O que é matéria escura (e por que ela importa)
A matéria escura é um tipo de matéria “invisível” que não emite luz e quase não interage com a matéria comum. Mesmo assim, os cientistas acreditam que ela compõe cerca de 85% do universo.
A teoria existe porque algo parece estar influenciando o movimento das galáxias e a estrutura do cosmos, mas ninguém sabe exatamente o que é. Por não poder ser detectada diretamente, os pesquisadores buscam indícios indiretos de sua existência.
DeRocco acredita que Ganimedes pode ser uma pista valiosa nesse quebra-cabeça.
A proposta: Ganimedes como detector natural
O estudo sugere que partículas massivas de matéria escura podem ter colidido com a lua ao longo de bilhões de anos, atravessando sua espessa crosta de gelo e deixando marcas únicas.
Esses impactos teriam criado o que o físico chama de “crateras de matéria escura” — formações com minerais incomuns, vindos das profundezas dos oceanos subterrâneos de Ganimedes, que poderiam ter sido trazidos à superfície pelo derretimento causado pelas colisões.
Para detectar essas evidências, seriam necessários instrumentos como o radar de penetração no solo, capazes de identificar colunas de gelo derretido e rupturas profundas, formadas pelo impacto das partículas.
As missões que podem testar a teoria
A boa notícia é que não será preciso enviar uma missão exclusiva para testar a hipótese. Duas sondas já planejadas poderiam ajudar na investigação:
- Europa Clipper, da NASA, com lançamento previsto para 2025, e
- JUICE (JUpiter ICy moons Explorer), da Agência Espacial Europeia (ESA), que já está a caminho de Júpiter.
Ambas as naves vão estudar luas geladas, incluindo Ganimedes, e podem coletar dados para confirmar (ou descartar) a teoria.
Um plano ousado, mas cheio de incertezas
Especialistas, como o astrofísico Bradley Kavanaugh, da Universidade de Cantábria, elogiam a criatividade da proposta, mas fazem um alerta: ainda não há provas de que partículas tão massivas de matéria escura realmente existam.
Ou seja, estamos lidando com uma ideia promissora, mas altamente especulativa. Para muitos físicos, no entanto, esse tipo de abordagem ousada é essencial para avançar no entendimento do universo.
“Resolver mistérios da física geralmente exige testar ideias não convencionais”, afirma DeRocco.
O impacto da descoberta (se confirmada)
Se a teoria estiver correta, poderíamos finalmente entender como a matéria escura interage com corpos celestes e até obter pistas sobre a formação do Sistema Solar. Além disso, isso ajudaria os cientistas a refinar modelos cosmológicos e prever melhor o futuro do universo.
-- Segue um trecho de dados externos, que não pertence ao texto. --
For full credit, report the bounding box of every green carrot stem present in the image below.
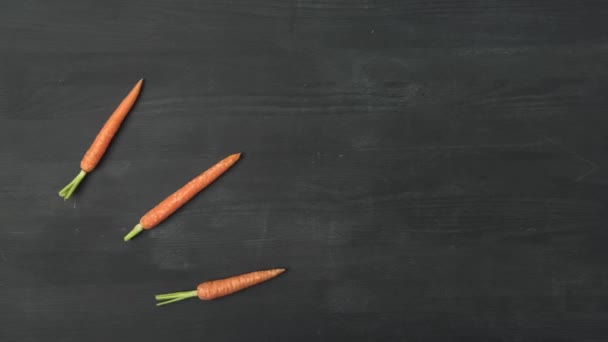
[59,170,87,201]
[154,290,198,306]
[124,223,144,241]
Mas, por enquanto, tudo ainda está no campo das hipóteses. Será preciso aguardar os resultados das próximas missões e ver se Ganimedes realmente guarda “cicatrizes cósmicas” causadas por matéria escura.
Um estudo propõe usar Ganimedes, a maior lua de Júpiter, como um detector natural de matéria escura. A ideia é que partículas massivas possam ter deixado crateras únicas em sua superfície. Missões da NASA e da ESA devem coletar dados para testar a hipótese — e talvez revelar novos segredos sobre o universo invisível.